AVPreserve At NYAC 2013
30 May 2013
AVPreserve President Chris Lacinak will be chairing a panel at the upcoming New York Archives Conference to be held June 5th-7th in Brookville, New York. NYAC provides an opportunity for archivists, records managers, and other collection caretakers from across the state to further their education, see what their colleagues are doing, and make the personal connections that are becoming ever more important to collaborate and look for opportunities to combine efforts. We’re pleased to see that this year’s meeting is co-sponsored by the Archivists Round Table of Metropolitan New York, another in their critical efforts to support archivists and collections in New York City and beyond.
Chris will be the chair for the Archiving Complex Digital Artworks panel with the presenters Ben Fino-Radin (Museum of Modern Art), Danielle Mericle (Cornell University), and Jonathan Minard (Deepspeed Media and Eyebeam Art and Technology Center). It’s hard to believe, but artists have been creating digital and web-based artworks for well over 20 years, and the constant flux in the technologies used to make and display those works has brought a critical need for new methodologies to preserve the art and the ability to access it. Ben, Danielle, and Jonathan are leading thinkers and practitioners in the field and will be discussing the fascinating projects they are involved with. We’re proud to work with them and happy their efforts are getting this exposure. We hope to see a lot of our friends and colleagues from the area in Brookville!
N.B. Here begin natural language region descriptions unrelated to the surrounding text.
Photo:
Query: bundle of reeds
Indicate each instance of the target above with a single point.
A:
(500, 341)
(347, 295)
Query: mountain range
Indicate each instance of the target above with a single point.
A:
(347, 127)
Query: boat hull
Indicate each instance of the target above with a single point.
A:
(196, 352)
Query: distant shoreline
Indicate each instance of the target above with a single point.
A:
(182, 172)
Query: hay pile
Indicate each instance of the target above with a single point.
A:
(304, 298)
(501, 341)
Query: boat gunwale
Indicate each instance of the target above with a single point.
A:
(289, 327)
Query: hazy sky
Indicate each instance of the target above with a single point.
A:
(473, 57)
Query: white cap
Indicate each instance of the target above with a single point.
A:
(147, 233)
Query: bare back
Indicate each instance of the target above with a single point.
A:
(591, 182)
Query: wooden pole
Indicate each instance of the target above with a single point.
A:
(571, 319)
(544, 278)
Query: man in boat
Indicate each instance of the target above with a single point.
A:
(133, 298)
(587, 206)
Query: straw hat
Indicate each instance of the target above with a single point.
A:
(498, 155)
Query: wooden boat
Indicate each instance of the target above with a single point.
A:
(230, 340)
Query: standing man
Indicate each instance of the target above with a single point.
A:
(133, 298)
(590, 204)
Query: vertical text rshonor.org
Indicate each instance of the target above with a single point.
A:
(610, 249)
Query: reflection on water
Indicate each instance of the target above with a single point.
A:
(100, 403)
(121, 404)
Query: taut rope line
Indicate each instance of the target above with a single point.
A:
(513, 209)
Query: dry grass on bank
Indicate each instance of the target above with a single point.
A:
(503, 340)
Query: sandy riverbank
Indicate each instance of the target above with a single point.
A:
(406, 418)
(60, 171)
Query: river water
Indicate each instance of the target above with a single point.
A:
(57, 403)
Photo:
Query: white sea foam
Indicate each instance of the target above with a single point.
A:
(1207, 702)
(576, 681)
New Software Development Services At AVPreserve
29 May 2013
One of the core concepts behind the work we do is that because the necessary tools for media collection management and preservation have been limited in scope and because the need for such tools is so urgent, it is up to us as a community to develop those tools and support others who do as well, rather than hoping the commercial sector will get around to it any time soon in the manner we require. This has been an important factor of why AVPreserve has looked to open source environments in developing utilities such as DV Analyzer, BWF MetaEdit, AVI MetaEdit, and more.
While most are aware AVPreserve has been a part of developing those desktop utilities, over the past year we have been doing a greater amount of work in the design and development of more complex, web-based systems we are using for the various needs of cataloging, managing and updating metadata, collection analysis, and digital preservation. With the collaboration of our regular development team and the designer Perry Garvin we work on all aspects of frontend and backend development, from needs assessment to wire-frames, implementation, and support. Some of the projects we have been working on are entirely built up from scratch, while others focus on implementation of existing systems or the development of micro-services that integrate with those systems to fill out their abilities for managing collections.
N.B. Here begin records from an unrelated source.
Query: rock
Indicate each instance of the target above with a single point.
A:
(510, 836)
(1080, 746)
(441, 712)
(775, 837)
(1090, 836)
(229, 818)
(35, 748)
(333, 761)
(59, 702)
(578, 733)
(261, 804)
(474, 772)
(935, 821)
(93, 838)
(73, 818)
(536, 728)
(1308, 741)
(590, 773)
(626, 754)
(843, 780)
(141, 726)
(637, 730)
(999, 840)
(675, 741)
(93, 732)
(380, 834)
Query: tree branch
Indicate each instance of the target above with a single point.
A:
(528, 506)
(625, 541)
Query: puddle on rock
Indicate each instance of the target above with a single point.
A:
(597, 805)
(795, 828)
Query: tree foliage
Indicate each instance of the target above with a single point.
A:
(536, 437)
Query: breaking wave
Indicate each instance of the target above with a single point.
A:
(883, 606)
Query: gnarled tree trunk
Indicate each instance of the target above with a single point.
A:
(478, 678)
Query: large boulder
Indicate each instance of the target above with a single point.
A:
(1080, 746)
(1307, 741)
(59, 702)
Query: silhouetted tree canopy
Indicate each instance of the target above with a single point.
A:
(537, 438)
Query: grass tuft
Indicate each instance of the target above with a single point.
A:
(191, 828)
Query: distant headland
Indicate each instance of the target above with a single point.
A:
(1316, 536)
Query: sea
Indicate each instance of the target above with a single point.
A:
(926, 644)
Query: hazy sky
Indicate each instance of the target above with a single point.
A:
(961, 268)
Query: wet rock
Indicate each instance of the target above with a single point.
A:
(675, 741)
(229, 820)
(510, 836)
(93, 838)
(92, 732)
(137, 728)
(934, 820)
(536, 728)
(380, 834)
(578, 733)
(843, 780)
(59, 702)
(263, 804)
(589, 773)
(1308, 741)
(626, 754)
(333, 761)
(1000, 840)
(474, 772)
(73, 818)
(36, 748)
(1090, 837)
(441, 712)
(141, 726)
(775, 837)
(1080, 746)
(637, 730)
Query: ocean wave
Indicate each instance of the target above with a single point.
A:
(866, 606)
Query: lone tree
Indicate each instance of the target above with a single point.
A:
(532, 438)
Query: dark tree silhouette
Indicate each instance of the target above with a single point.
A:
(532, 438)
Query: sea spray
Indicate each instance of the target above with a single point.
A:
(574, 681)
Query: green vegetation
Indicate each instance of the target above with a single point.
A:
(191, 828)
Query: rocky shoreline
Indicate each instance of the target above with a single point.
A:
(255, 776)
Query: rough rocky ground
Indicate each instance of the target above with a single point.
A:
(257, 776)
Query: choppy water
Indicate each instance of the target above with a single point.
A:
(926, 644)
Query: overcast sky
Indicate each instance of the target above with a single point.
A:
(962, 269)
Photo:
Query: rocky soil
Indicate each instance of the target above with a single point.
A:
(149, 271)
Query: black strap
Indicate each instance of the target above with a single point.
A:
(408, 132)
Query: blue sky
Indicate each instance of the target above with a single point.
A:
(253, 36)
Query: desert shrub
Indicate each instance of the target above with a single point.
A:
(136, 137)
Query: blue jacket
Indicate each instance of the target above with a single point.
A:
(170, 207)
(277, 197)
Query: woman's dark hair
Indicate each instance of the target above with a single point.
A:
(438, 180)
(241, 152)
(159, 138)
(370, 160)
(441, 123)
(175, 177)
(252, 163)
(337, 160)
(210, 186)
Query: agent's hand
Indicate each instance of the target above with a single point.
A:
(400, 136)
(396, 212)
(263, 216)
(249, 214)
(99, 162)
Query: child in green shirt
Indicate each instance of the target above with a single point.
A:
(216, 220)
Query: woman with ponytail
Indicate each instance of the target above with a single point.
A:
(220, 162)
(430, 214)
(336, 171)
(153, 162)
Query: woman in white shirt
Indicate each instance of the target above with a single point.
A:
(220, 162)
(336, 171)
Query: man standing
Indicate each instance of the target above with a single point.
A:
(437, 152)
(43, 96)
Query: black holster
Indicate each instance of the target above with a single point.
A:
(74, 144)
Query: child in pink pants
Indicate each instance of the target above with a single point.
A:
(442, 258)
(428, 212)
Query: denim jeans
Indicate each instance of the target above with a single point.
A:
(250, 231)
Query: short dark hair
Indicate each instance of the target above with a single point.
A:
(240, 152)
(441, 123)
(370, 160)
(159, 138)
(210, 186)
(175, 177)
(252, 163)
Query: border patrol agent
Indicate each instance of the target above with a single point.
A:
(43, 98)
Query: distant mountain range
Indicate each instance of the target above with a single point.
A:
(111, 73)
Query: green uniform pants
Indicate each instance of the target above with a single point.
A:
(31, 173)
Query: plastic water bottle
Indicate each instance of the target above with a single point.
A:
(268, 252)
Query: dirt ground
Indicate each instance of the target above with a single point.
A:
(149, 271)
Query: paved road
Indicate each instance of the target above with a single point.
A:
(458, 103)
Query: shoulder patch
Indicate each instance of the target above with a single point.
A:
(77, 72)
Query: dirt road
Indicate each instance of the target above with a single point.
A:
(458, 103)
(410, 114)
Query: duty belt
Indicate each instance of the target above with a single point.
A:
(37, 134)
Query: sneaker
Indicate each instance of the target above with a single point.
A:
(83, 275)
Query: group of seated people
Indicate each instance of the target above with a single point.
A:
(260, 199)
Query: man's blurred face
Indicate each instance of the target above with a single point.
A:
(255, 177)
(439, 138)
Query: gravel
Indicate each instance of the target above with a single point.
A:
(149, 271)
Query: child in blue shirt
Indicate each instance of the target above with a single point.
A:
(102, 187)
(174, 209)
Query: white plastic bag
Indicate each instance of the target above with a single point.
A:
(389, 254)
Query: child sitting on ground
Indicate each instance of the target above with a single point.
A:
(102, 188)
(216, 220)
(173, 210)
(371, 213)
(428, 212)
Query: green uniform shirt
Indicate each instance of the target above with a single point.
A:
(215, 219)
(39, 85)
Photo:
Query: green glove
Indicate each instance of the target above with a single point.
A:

Some of our new systems include:
Catalyst Inventory Software:
In support of our Catalyst Assessment and Inventory Services we developed this software to support greater efficiency in the creation of item-level inventories for audiovisual collections. At the core is a system for capturing images of media assets, uploading them to our Catalyst servers, and them completing the inventory record based on those images. Besides setting up a process that limits disruption onsite and moves the majority of work offsite, Catalyst also provides an experience-based minimal set of data points that are reasonably discernable from media objects without playback. This, along with the use of controlled vocabularies and some automated field completion, increases the speed of data entry and provides an organization with a useable inventory much quicker. Additionally, the images provide information that is not necessarily transcribable, that extends into deeper description beyond the scope of an inventory, or that may be meaningful for identification beyond typical means. This may include run down sheets or other paper inserts, symbols and abbreviations, or extrapolation based on format type or arrangement. Search and correct identification can be performed without pulling multiple boxes or multiple tapes, and extra information can be gleaned from the images. Catalyst was recently used to perform an item-level inventory of a collection of over 82,000 items in approximately three months.
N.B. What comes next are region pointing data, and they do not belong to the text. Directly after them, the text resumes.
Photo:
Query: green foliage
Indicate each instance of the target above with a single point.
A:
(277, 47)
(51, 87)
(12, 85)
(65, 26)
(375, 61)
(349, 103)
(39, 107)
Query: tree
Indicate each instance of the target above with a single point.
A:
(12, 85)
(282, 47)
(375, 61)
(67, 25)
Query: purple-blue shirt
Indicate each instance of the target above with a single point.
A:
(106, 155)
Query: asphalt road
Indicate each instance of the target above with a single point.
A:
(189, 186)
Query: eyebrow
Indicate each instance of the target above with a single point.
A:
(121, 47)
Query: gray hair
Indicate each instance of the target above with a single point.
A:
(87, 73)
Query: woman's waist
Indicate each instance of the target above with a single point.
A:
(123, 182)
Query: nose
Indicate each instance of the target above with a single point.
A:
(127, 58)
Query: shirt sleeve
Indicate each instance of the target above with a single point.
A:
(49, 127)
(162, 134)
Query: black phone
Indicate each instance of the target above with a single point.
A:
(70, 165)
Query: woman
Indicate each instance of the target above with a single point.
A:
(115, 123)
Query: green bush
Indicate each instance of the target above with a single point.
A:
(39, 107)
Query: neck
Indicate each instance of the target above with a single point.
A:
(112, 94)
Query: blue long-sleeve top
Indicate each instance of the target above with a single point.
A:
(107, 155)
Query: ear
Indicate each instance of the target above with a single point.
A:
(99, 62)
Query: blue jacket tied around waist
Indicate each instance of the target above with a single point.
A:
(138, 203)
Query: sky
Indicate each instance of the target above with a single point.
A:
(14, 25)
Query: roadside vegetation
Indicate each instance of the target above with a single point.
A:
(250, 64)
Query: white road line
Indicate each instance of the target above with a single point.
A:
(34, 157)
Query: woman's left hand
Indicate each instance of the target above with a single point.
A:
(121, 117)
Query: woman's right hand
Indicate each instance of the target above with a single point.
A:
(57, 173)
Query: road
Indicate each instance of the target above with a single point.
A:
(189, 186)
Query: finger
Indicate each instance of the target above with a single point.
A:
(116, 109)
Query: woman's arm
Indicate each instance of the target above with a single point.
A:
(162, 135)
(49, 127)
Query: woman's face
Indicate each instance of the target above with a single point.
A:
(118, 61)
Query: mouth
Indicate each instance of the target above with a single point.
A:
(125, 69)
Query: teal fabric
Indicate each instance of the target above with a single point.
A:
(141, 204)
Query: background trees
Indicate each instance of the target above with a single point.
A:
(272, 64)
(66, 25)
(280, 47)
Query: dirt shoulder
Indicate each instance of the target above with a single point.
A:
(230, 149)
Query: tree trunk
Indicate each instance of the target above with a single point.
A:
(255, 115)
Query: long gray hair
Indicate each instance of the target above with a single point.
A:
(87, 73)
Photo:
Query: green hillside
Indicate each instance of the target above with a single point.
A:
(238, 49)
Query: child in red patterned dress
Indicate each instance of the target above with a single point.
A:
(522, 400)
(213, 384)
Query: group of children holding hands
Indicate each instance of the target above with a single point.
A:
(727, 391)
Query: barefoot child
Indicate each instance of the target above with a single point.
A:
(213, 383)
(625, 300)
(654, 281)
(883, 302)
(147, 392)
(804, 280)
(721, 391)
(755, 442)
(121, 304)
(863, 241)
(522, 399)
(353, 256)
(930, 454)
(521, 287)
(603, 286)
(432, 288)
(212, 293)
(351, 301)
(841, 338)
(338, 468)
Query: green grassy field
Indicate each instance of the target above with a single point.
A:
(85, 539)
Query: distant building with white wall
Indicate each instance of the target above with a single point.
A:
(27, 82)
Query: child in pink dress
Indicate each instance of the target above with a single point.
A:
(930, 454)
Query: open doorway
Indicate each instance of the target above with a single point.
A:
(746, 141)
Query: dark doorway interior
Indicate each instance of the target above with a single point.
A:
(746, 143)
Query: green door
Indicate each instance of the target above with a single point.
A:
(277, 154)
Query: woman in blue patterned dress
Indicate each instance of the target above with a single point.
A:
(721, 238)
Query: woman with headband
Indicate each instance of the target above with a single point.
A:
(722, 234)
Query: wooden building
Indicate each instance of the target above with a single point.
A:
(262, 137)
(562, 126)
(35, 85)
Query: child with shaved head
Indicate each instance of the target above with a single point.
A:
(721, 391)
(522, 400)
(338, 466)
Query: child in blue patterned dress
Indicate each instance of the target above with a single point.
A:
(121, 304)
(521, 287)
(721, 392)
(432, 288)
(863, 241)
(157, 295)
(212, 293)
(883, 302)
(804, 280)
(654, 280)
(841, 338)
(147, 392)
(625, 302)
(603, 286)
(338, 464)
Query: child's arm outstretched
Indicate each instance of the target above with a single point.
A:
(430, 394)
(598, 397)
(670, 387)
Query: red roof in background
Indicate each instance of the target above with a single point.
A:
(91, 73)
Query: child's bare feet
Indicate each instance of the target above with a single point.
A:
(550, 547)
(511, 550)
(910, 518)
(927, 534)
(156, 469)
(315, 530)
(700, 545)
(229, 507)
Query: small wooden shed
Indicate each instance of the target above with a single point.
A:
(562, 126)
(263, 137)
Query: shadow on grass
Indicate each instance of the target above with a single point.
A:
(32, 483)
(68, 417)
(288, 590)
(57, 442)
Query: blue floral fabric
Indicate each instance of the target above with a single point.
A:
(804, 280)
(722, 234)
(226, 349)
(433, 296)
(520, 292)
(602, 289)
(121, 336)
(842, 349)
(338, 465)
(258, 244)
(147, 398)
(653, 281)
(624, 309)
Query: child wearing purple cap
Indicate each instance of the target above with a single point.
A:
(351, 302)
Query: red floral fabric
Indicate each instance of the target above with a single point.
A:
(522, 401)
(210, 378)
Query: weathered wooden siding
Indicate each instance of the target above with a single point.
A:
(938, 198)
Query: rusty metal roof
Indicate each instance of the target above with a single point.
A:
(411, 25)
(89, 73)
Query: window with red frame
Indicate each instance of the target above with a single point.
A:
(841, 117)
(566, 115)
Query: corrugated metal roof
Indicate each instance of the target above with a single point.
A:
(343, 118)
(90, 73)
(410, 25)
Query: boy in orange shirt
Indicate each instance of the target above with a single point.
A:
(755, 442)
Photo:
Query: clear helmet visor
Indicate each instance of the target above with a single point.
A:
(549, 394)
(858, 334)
AMS Metadata Management Tool
The AMS was built to store and manage a set of 2.5 million records consolidated from over 120 organizations. The system allows administrative level review and analytic reporting on all record sets combined, as well as locally controlled and password protected search, browse, and edit features for the data. This editing feature integrates aspects of Open Refine and Mint to perform complex data analysis quickly and easily in order to complete normalization and cleanup of records or identify gaps. Records are structured to provide description of the content on the same page along with a listing of all instantiations of that content where multiple copies exist, while also providing streaming access to proxies.
Indiana University MediaScore
AVPreserve’s development team supported Indiana University in the design and creation and MediaScore, a new survey tool used to gather inventories of collections. Within MediaScore assets are grouped at the collection or sub-collection level and then broken down by format-type with like characteristics (i.e., acetate-backed 1/4″ audio, polyester-backed 1/4″ audio, etc.), documenting such things as creation date, duration, recording standards, chemical characteristics, and damage or decay. This data is then fed into an algorithm that assigns a prioritization score to the collection based on format and condition risk factors. In this way the University is able gather the hard numbers they need for planning budgets, timelines, and storage needs for digitization their campus-wide collections while also providing a logic for where to start and how to proceed with reformatting a total collection of over 500,000 items that they feel must be addressed within the next 15 years.
**************
These are just a few of the projects we’re working on right now. We’re thrilled to be augmenting our services this way and to be able to provide fuller support to our clients, as well as to continue developing resources that will contribute to the archival field. We’re looking forward to new opportunities collaborate and provide solutions in this way.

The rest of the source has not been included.